Par Eugénie Blanc, journaliste
Les événements du mois de février 2015
Clash juristes d’entreprises - avocats
Grosses tensions. Le 5 février, dans un premier communiqué, l’Association française des juristes d’entreprise et le Cercle Montesquieu ont « dénonc[é] l’opposition du Conseil national des barreaux à l’indispensable modernisation de l’exercice du droit en entreprise afin de renforcer la compétitivité des opérateurs économiques français et la promotion du droit et de ses professionnels en France et dans la mondialisation ». Puis le 10 février, à la suite « du refus sans justification sérieuse de l’Assemblée nationale de reconnaître la confidentialité aux juristes d’entreprise succédant à la suppression sans davantage de motifs objectifs du statut d’avocat en entreprise », les deux associations ont déclaré avoir « acté que le CNB avait préféré exiger du gouvernement qu’il accepte d’affaiblir le droit français, la compétitivité des entreprises et l’avenir des étudiants en droit ». Et elles ont annoncé qu’« en conséquence », elles demandaient « à l’ensemble de leurs membres (…) d’écrire aux avocats avec lesquels ils travaillent afin qu’ils confirment expressément par écrit leur soutien à la reconnaissance de l’indépendance des juristes d’entreprise et du principe de confidentialité de leurs avis et correspondances.

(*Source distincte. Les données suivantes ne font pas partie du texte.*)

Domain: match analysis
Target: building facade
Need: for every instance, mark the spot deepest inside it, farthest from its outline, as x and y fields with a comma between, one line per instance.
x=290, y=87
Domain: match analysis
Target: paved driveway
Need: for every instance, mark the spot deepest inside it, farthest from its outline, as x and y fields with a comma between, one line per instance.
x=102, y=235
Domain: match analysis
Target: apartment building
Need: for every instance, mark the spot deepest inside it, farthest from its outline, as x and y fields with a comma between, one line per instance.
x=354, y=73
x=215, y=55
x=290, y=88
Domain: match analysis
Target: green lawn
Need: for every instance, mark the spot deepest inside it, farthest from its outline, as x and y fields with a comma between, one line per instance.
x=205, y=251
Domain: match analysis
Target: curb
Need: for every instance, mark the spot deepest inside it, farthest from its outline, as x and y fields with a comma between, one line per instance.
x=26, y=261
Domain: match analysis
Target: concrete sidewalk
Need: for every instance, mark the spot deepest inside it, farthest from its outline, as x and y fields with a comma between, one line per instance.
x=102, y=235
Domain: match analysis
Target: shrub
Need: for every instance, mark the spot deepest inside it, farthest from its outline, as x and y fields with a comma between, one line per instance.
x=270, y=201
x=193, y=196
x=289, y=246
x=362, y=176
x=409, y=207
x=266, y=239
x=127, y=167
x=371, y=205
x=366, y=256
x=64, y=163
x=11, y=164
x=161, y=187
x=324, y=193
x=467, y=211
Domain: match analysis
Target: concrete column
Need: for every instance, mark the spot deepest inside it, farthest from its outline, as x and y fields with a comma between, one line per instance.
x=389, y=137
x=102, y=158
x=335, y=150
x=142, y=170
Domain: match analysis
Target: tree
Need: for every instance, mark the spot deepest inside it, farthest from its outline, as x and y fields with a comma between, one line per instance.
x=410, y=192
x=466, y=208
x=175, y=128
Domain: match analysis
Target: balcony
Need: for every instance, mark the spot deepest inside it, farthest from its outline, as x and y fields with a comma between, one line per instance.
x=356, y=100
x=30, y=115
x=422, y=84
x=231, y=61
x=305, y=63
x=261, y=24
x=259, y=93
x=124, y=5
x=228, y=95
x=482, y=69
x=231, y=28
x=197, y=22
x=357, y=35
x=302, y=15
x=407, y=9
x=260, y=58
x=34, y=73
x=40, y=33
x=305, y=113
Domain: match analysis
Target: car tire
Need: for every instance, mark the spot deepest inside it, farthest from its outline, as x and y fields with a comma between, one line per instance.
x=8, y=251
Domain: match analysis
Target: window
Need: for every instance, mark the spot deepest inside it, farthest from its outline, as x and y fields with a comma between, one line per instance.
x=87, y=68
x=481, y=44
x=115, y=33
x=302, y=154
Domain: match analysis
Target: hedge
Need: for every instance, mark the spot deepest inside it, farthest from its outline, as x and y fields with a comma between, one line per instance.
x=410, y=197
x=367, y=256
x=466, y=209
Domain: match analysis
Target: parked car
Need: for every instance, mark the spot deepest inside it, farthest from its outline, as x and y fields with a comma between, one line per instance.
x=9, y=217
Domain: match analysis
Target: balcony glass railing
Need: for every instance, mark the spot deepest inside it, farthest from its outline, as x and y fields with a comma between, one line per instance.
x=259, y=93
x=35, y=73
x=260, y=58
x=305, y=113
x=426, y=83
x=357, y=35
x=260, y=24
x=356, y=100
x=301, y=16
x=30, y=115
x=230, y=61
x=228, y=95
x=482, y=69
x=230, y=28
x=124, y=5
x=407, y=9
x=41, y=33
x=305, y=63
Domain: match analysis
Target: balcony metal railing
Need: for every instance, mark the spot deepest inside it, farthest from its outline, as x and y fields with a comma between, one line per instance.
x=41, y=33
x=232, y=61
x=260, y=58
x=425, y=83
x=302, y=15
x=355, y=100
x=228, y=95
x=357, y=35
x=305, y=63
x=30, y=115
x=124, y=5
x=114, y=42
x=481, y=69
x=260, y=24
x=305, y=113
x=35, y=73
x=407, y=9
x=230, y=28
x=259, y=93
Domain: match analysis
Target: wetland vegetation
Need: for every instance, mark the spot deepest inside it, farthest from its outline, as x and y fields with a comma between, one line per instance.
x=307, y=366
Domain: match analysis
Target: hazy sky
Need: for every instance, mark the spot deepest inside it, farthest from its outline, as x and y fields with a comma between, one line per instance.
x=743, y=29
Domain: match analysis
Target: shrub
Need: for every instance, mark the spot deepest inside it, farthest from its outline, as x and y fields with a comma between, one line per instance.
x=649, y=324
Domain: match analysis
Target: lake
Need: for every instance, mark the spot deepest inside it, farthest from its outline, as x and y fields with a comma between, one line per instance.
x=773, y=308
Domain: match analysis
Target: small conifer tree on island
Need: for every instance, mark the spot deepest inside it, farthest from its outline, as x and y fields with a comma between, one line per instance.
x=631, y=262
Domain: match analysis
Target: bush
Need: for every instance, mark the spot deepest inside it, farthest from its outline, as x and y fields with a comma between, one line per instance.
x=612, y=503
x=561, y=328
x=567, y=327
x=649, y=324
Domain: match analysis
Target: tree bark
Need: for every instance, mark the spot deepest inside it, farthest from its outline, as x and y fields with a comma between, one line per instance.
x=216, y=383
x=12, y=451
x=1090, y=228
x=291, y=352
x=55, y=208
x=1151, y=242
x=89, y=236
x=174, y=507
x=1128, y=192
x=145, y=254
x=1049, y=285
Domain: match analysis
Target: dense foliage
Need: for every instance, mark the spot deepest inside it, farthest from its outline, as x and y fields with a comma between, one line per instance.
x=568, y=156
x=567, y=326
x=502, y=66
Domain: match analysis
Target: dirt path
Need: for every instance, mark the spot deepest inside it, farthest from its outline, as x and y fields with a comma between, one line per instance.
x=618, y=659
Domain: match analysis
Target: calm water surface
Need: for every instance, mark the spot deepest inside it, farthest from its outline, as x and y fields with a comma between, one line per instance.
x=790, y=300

Cette confirmation préalable serait associée au budget estimé à plus de 1,3 Md€ qui est chaque année confié à des avocats en France par les seules équipes juridiques locales des entreprises ».
Juristes d’entreprise bis
L’Union des jeunes avocats a réagi le 12 février à cette annonce de l’AFJE et du Cercle Montesquieu qui « s’apparente à un chantage » et qui « révèle une conception toute particulière des valeurs cardinales de la profession d’avocat comme de l’intérêt des entreprises qui les emploient ». L’association de jeunes avocats a indiqué « considérer qu’il est intolérable d’exiger comme préalable à l’attribution d’une mission de conseil ou de défense qu’un avocat fasse allégeance aux revendications professionnelles de ses clients ». Et elle a appelé les avocats « à ne pas obtempérer ». Silence radio du côté du Conseil national des barreaux.